In her presentation for The National Archives’ Catalogue Week 2022, Meada Wadman gives an introduction to the cataloguing of selected Second World War service personnel records. She discusses the enhancement and standardisation of data from transferring departments, series allocation, data loading and approaches to addressing project challenges.
Transcript
Thank you very much for listening to this Catalogue Week presentation about some of our work cataloguing three brand new series of military service personnel records. These series are WO 420, WO 421 and WO 427 and they form part of a much larger accession of records from the Ministry of Defence, which The National Archives will receive and catalogue over several years. I have been working on the project as part of my role in TNA’s Cataloguing, Taxonomy and Data team.
Although all three of the series contain records of those who served in the army as other ranks during Second World War, they represent a diversity of experience. While WO 420 concerns the records of those who served in the Corps of the Royal Electrical and Mechanical Engineers and includes more than 56,000 files, WO 421 pertains to the records of those who served in selected smaller corps and includes almost 100,000 files.

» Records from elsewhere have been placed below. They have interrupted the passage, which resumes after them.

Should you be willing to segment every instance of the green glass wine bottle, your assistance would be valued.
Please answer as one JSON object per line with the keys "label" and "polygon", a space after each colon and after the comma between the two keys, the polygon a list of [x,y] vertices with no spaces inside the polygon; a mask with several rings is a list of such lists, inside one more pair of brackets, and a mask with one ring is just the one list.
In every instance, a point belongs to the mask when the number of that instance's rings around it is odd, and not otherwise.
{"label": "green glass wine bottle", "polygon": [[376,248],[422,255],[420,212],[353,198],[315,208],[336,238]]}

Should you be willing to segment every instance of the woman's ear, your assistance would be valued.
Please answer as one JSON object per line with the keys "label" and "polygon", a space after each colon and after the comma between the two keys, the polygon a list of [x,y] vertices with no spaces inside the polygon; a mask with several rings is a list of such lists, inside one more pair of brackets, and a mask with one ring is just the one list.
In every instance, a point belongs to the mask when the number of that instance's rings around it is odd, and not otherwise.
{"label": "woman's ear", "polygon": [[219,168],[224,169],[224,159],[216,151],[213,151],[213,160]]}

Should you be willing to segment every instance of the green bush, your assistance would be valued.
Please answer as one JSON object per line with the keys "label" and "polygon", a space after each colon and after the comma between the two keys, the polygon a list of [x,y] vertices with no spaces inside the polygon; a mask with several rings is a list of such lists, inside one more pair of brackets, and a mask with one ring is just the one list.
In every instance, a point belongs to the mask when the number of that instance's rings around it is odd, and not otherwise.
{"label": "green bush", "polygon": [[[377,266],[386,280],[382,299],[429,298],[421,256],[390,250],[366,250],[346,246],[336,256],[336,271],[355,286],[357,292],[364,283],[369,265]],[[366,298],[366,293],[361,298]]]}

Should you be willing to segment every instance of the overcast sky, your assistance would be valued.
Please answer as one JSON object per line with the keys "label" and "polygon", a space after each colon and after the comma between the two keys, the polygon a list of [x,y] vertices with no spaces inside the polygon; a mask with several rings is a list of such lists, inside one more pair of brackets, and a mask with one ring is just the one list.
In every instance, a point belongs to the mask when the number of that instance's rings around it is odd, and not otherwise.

In contrast WO 427 is smaller, comprising 471 service files of nurses and other ranks in Eastern Africa. Together these series comprise more than 150,000 records in total, I’d like to explain some of the work behind preparing, cataloguing and releasing them to the public via our online catalogue, Discovery.
Unlike some of the cataloguing work that takes place at TNA, this work is not part of a catalogue enhancement project. Instead, these series were brand new accessions and we needed to start from scratch. When it comes to preparing and releasing the catalogue descriptions.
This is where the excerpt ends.